Fart Number 1 made no sound. Mr Lime was the person who farted. But Mr Lime thought no one could smell it. So he didn’t say a word. He didn’t want to take the blame. Fart Number 2 made a small noise, like a sad mouse. It was much more smelly – like a bucket of dead fish. Mrs Lime’s nose twitched. She was dishing out potato salad for the children’s tea and the smell made her feel sick. 1


Everyone heard Fart Number 3. It made a loud noise like a car skidding on a wet road. Then there was a very bad smell. “POOOOOOOOOO‑EEEEEEEEEE!” Olive Lime yelled. She jumped up and held her nose with her fingers. “Don’t get up from the table when you’re eating!” Mrs Lime snapped. She pinched her nose so as not to smell the fart. It was awful.

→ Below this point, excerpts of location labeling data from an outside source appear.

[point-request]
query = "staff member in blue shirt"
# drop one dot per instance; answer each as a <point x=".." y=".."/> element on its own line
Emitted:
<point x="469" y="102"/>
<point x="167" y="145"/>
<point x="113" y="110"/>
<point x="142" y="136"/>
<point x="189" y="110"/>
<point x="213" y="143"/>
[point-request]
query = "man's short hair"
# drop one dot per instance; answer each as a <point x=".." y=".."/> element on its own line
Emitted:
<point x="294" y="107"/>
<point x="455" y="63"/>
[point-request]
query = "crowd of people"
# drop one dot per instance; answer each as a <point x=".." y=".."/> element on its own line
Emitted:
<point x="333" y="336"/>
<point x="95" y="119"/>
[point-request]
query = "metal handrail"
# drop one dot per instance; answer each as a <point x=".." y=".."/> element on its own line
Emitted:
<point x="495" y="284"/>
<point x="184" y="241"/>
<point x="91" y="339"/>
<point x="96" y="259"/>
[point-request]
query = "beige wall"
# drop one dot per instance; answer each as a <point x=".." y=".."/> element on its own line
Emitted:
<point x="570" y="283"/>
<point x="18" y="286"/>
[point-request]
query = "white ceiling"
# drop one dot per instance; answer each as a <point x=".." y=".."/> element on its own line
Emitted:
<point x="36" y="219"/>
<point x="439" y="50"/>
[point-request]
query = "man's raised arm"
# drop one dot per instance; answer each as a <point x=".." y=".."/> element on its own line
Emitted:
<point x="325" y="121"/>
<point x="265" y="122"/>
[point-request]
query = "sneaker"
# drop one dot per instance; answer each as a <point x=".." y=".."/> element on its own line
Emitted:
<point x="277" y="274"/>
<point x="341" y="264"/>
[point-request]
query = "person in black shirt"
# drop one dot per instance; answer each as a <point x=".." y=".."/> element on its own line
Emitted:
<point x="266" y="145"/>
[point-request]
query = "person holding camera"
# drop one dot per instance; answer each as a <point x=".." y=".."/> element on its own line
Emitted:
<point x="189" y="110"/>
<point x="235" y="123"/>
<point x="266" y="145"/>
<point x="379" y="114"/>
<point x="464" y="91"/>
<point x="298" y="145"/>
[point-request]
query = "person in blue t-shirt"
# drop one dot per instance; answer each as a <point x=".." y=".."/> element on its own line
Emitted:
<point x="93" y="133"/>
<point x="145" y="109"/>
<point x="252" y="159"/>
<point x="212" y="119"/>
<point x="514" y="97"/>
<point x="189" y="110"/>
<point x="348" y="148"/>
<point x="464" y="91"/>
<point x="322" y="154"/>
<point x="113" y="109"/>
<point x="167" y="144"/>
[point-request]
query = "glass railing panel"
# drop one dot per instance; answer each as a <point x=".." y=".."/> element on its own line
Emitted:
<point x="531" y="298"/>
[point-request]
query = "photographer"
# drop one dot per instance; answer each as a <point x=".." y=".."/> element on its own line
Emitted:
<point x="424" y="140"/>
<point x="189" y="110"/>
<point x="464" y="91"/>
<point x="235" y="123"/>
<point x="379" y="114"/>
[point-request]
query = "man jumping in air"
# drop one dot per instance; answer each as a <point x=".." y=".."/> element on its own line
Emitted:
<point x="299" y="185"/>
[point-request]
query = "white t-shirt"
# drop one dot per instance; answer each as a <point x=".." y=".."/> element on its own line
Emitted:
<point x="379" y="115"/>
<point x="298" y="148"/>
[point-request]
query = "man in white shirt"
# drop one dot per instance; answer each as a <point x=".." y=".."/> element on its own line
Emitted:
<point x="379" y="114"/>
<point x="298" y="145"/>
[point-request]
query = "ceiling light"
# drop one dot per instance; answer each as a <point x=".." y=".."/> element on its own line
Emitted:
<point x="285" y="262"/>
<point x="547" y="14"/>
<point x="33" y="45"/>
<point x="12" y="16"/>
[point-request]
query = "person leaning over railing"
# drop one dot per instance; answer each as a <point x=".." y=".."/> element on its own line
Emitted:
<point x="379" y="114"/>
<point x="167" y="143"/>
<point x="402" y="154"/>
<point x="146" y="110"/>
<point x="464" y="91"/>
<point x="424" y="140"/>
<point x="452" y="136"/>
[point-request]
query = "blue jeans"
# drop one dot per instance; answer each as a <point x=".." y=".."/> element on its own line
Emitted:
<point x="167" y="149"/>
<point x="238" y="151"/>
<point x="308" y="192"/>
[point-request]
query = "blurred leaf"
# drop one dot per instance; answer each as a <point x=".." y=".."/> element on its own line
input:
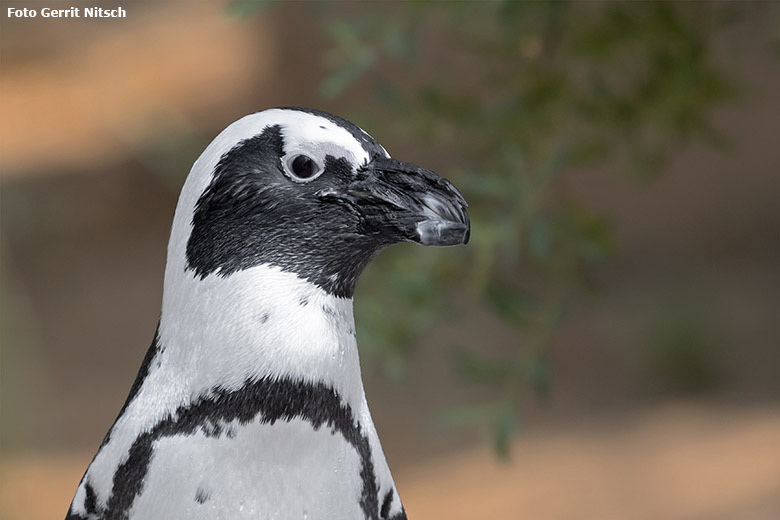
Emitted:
<point x="477" y="369"/>
<point x="244" y="8"/>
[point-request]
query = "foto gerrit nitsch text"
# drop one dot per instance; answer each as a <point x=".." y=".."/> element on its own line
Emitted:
<point x="71" y="12"/>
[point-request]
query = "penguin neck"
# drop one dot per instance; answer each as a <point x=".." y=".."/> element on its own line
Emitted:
<point x="258" y="323"/>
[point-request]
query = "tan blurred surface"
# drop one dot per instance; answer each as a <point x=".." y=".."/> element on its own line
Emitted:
<point x="675" y="462"/>
<point x="101" y="91"/>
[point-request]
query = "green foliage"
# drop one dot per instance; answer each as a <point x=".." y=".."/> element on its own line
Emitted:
<point x="520" y="97"/>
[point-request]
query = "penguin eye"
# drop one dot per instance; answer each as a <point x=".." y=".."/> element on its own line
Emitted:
<point x="302" y="168"/>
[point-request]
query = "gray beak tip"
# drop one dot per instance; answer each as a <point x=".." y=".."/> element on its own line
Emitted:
<point x="443" y="233"/>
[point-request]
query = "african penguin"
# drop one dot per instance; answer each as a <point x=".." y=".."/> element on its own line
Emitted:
<point x="250" y="403"/>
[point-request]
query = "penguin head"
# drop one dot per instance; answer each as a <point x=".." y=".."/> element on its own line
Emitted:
<point x="310" y="193"/>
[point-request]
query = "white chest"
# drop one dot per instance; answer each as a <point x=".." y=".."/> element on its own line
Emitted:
<point x="286" y="470"/>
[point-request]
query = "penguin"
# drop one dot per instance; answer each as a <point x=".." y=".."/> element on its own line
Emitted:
<point x="249" y="402"/>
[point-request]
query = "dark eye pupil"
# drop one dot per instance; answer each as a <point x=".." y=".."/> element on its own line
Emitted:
<point x="303" y="167"/>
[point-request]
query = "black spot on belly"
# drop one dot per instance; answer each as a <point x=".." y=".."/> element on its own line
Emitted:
<point x="90" y="502"/>
<point x="267" y="399"/>
<point x="386" y="503"/>
<point x="202" y="496"/>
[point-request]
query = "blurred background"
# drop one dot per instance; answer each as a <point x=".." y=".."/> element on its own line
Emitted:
<point x="606" y="347"/>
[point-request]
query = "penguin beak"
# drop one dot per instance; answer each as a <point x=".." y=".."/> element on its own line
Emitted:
<point x="399" y="201"/>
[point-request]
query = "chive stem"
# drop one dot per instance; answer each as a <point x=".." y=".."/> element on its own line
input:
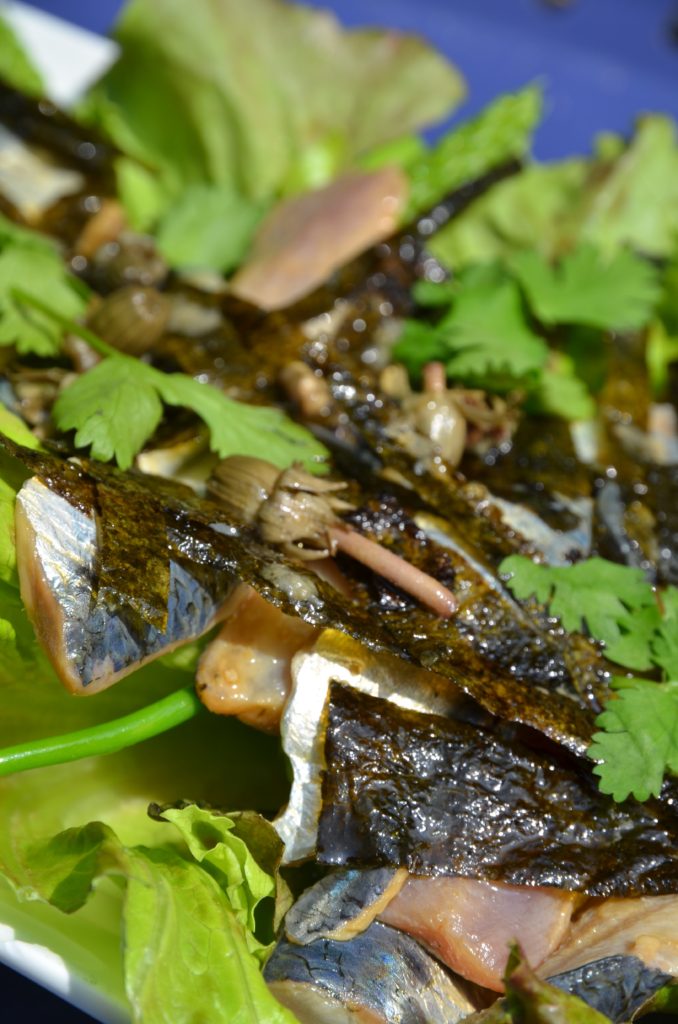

“Something’s crawled up someone’s bum and died,” Gregor Lime said with a snigger. “No toilet talk at the table!” Mrs Lime barked. Her face went as green as her name as the smell seeped up her nostrils.


Mr Lime stood up and pulled back his chair. A sleepy dog lay curled up under the table. Mr Lime pointed at the dog, who had just been having a nice dream about dropping cats off a roof.

4


“BAD NORMAN!” Mr Lime shouted. “FARTY DOG!” Mr Lime gave Norman a good kick up the bum. Norman howled and then took in a big gulp of the terrible smell. It was a horrible way to wake up. He jumped up and fled from the room before Mr Lime could kick him again.